Solche Spitzen, vor allem gegen das eigene Fach, durchziehen das ganze Buch. Dies sind die wenigen Stellen, denen man die Herkunft des Manuskripts aus den Vorlesungen noch anmerkt, denn was im Hörsaal gesprochen witzig klingt, wirkt gedruckt nur noch albern. Aber es ist beachtlich, wie Kakalios seine Leser von den Anfängen der Mechanik über Elektrizität, Thermodynamik und Magnetismus bis zur Festkörperphysik und damit Quantenmechanik und Stringtheorie führt. Nur gelegentlich löst er sich von seinen Comicquellen, etwa bei den Ausführungen zur Transistortechnik, für die er das Halbleiterprinzip durch das Bild eines Klassenzimmers beschreibt, auf dessen Stühlen die Elektronen ihre Plätze suchen. Hier ist man für zehn Seiten lang ganz weit weg von Superman und Co., doch wie Kakalios dann daraus die Fähigkeit Sue Storms von den Fantastischen Vier, sich für den sichtbaren Teil des Sonnenlichts durchsichtig zu machen, erklärt, hat etwas spielerisch Meisterhaftes.

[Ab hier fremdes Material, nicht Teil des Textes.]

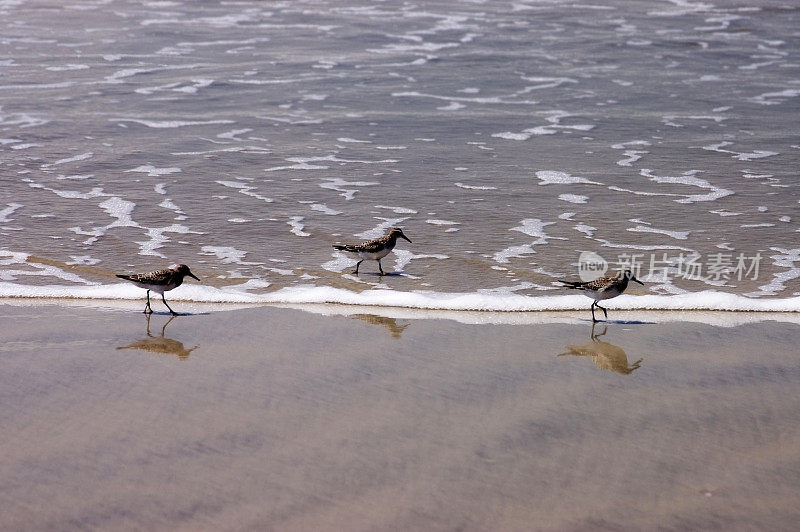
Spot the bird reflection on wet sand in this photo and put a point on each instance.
(605, 355)
(390, 323)
(161, 344)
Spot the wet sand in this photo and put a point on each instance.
(276, 418)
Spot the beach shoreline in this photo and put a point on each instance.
(336, 417)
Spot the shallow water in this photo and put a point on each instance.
(375, 421)
(244, 138)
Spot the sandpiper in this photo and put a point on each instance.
(604, 288)
(374, 249)
(159, 281)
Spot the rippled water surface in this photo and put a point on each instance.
(244, 138)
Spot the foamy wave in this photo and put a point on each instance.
(490, 302)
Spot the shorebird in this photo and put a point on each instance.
(159, 281)
(604, 288)
(374, 249)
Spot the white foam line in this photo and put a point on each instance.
(169, 124)
(705, 300)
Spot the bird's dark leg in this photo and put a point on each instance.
(165, 302)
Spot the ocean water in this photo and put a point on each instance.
(508, 139)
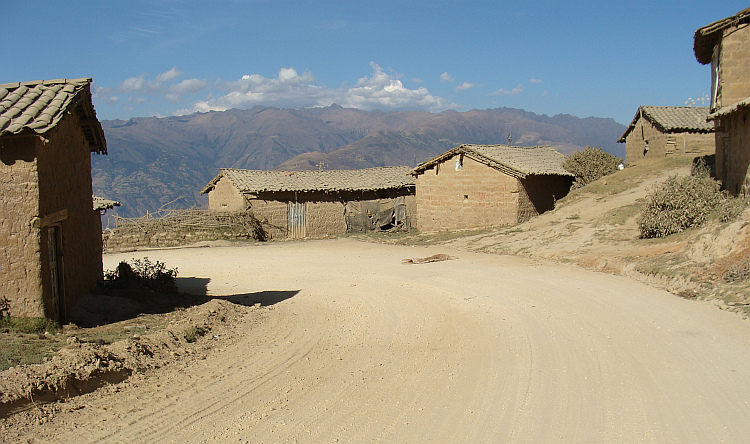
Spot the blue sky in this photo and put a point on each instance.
(168, 57)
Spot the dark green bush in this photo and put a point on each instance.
(681, 202)
(143, 272)
(28, 325)
(590, 165)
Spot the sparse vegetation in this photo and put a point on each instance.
(144, 273)
(590, 165)
(193, 333)
(679, 203)
(738, 272)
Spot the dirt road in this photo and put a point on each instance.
(484, 348)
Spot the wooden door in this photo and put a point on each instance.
(297, 220)
(54, 251)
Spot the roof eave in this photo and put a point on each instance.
(705, 38)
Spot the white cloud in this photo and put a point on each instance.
(291, 89)
(446, 78)
(169, 75)
(188, 86)
(504, 92)
(466, 85)
(133, 84)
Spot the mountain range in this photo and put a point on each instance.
(160, 162)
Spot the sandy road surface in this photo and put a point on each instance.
(480, 349)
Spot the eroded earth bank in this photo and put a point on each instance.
(354, 346)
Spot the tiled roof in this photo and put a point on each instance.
(255, 181)
(705, 38)
(37, 107)
(727, 110)
(101, 203)
(673, 119)
(516, 161)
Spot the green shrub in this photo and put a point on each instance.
(590, 165)
(143, 272)
(679, 203)
(4, 307)
(28, 325)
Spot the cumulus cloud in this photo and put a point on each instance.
(446, 78)
(504, 92)
(133, 84)
(466, 85)
(172, 74)
(292, 89)
(188, 86)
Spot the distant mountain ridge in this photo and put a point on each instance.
(154, 162)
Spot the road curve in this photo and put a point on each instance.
(483, 348)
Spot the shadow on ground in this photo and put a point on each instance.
(114, 305)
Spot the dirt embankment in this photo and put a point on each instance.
(81, 366)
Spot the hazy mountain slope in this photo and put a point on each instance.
(154, 161)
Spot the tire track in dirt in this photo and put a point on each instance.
(480, 349)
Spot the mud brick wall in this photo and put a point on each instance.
(325, 218)
(20, 255)
(733, 155)
(46, 181)
(64, 164)
(732, 149)
(475, 197)
(272, 213)
(734, 65)
(225, 197)
(663, 145)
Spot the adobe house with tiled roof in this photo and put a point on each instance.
(725, 44)
(479, 186)
(50, 232)
(299, 204)
(661, 131)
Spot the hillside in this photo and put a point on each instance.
(154, 162)
(595, 227)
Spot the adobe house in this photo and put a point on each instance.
(725, 44)
(50, 232)
(661, 131)
(480, 186)
(299, 204)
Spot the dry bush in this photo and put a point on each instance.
(143, 273)
(679, 203)
(590, 165)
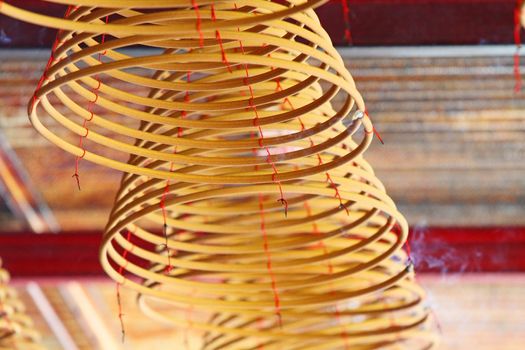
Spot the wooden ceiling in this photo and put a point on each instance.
(452, 124)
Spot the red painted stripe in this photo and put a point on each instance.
(434, 249)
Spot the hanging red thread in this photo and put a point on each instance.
(162, 203)
(198, 23)
(261, 134)
(320, 161)
(219, 40)
(346, 18)
(119, 284)
(277, 301)
(517, 40)
(95, 92)
(344, 334)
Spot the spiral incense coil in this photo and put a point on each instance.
(247, 212)
(279, 42)
(16, 328)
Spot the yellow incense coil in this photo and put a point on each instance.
(341, 280)
(247, 211)
(16, 328)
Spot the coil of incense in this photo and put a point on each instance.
(247, 214)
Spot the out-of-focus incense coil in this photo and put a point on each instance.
(16, 328)
(247, 212)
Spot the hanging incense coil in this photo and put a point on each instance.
(16, 328)
(80, 87)
(247, 202)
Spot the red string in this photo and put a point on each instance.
(5, 315)
(517, 40)
(162, 203)
(94, 91)
(219, 40)
(198, 24)
(277, 301)
(261, 134)
(346, 18)
(320, 161)
(344, 333)
(119, 301)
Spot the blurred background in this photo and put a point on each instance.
(438, 77)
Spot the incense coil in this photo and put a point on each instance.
(218, 263)
(212, 237)
(74, 93)
(16, 328)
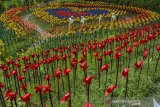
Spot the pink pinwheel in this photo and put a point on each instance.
(110, 89)
(125, 73)
(88, 105)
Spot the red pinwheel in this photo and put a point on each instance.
(11, 95)
(46, 88)
(158, 48)
(135, 44)
(125, 73)
(47, 77)
(20, 78)
(129, 49)
(82, 59)
(88, 105)
(66, 71)
(84, 65)
(88, 80)
(65, 97)
(118, 55)
(5, 68)
(24, 87)
(14, 72)
(26, 97)
(96, 54)
(139, 64)
(110, 89)
(105, 67)
(57, 74)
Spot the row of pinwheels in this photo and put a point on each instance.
(54, 15)
(62, 69)
(12, 21)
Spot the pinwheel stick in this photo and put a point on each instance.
(40, 94)
(15, 102)
(2, 98)
(139, 78)
(157, 62)
(88, 86)
(69, 101)
(117, 72)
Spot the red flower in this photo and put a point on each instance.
(57, 74)
(158, 48)
(38, 89)
(118, 48)
(84, 65)
(117, 55)
(23, 70)
(13, 73)
(110, 89)
(135, 44)
(100, 58)
(129, 50)
(139, 64)
(145, 54)
(88, 105)
(26, 97)
(82, 59)
(24, 87)
(105, 67)
(125, 73)
(5, 68)
(46, 88)
(47, 77)
(20, 78)
(66, 71)
(11, 95)
(65, 97)
(88, 79)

Der Atomdezimator kann nicht funktionieren
Natürlich ist man als Comicleser auch bisweilen enttäuscht, etwa wenn man erfahren muß, daß der Atomdezimator, der in Entenhausen zuverlässig verkleinert, indem er einfach in regelmäßigen Durchgängen jedes zehnte Atom aus einem Objekt herauslöst, nicht funktionieren kann, weil dadurch die Funktion komplexer Strukturen verhindert würde. Andererseits bricht Kakalios eine Lanze für Paralleluniversen, wobei er wiederum zur Vorsicht mahnt: Die physikalischen Gesetze gelten selbstverständlich auch dort.
Erfreut jedoch nimmt man zur Kenntnis, wie wenig prinzipielle Einwände die Wissenschaft gegen die Eigenschaften von Superhelden hat. Selbst der Energiebedarf von Flash, den Kakalios für eine Laufgeschwindigkeit von fünfzehn Sekundenkilometern berechnet, reicht trotz des Bedarfs an einer Billion Sauerstoffmolekülen pro Sekunde nicht einmal annähernd hin, um die Atmosphäre wegzuatmen. Schwieriger wären wohl die 150 Millionen Cheeseburger zu beschaffen, die Flash als Nahrung benötigen würde. Da sich Kakalios über die weiteren Begleiterscheinungen eines solchen Stoffwechsels aber erfreulicherweise keine Gedanken macht, können wir nach der Lektüre seines Buches wieder beruhigt zu unseren Supermenschen greifen.
James Kakalios: Physik der Superhelden. Aus dem Amerikanischen von Doris Gerstner und Christoph Hein. Rogner & Bernhard bei Zweitausendeins, Berlin 2006. 471 S., 39 Abb., geb., 29,90 Euro.